Tegna completed its buy of three Sander Media TV stations, it said in a news release Thursday. The stations are KGW Portland, Oregon; WHAS-TV Louisville; and KMSB Tucson. The FCC approved the transfers and a nine-month temporary waiver of the local TV ownership rule last month (see 1511230051). The deal is connected with the Gannett/Belo transaction.
The FCC Media Bureau changed the ex parte rules for docket 14-150, on PMCM’s channel assignment, from permit-but-disclose to restricted, said a public notice Thursday. The grant of PMCM’s requests for an alternative PSIP or for emergency relief from the bureau’s channel assignment “would require a waiver of the Commission’s rules, and non-tariff waiver proceedings are restricted,” the PN said. The public interest “would be best served by designating this proceeding as restricted in order to ensure fairness to all parties and to promote efficiency in the resolution of the matters at hand,” the PN said. “This proceeding involves a small number of parties to a fact-specific dispute.”
A PMCM TV ex parte filing on a meeting with FCC officials left out (see 1511270044) CBS and Meredith’s objections to PMCM’s proposal that it be restored to major/minor virtual channel 3.10, the major broadcasters said in their own ex parte filing in docket 14-150 posted Wednesday. “PMCM wishes to ‘restore’ operation for which it had no authority in the first instance." PMCM’s claim to virtual channel 3.10 “has been rejected by a well-reasoned [Media] Bureau decision and the D.C. Circuit declined to grant mandamus,” the latest ex parte filing said. “PMCM has a pending Application for Review of the Bureau’s decision, and these further filings appear to be simply an effort to circumvent the Commission’s processes so it can return to the previously unauthorized operation.” PMCM just a repeats its previous arguments, they said. “Should PMCM propose solutions other than PSIP [Program and System Information Protocol] Channel 3.10, Meredith and CBS stand open to discuss them.

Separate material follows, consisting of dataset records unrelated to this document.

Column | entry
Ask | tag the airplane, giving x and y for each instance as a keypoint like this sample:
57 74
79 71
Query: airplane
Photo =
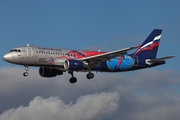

Meredith and CBS, however, have made clear that they do not wish to engage any more resources in PMCM simply repeating the same thing.”
The Office of Management and Budget OK'd the FCC incentive auction short-form application, Form 177, the commission said in Wednesday's Federal Register, making Dec. 2 the effective date. The application filing window begins at noon EST Dec. 8, and runs through Jan. 12 at 6 p.m.
Comcast will include a national video description pilot program with NBC’s broadcast of The Wiz Live! Thursday, the first U.S. live entertainment program to be accessible to people with a visual disability, Comcast said. The video description narration track is inserted between the natural pauses in dialogue to describe the visual elements of a show or movie, including facial expressions, settings, costumes and stage direction. The pilot program, which coincides with the International Day of Persons with Disabilities, is available across the country where SAP (secondary audio program) feeds are available, Comcast said. Descriptive Video Works is delivering the video and audio description.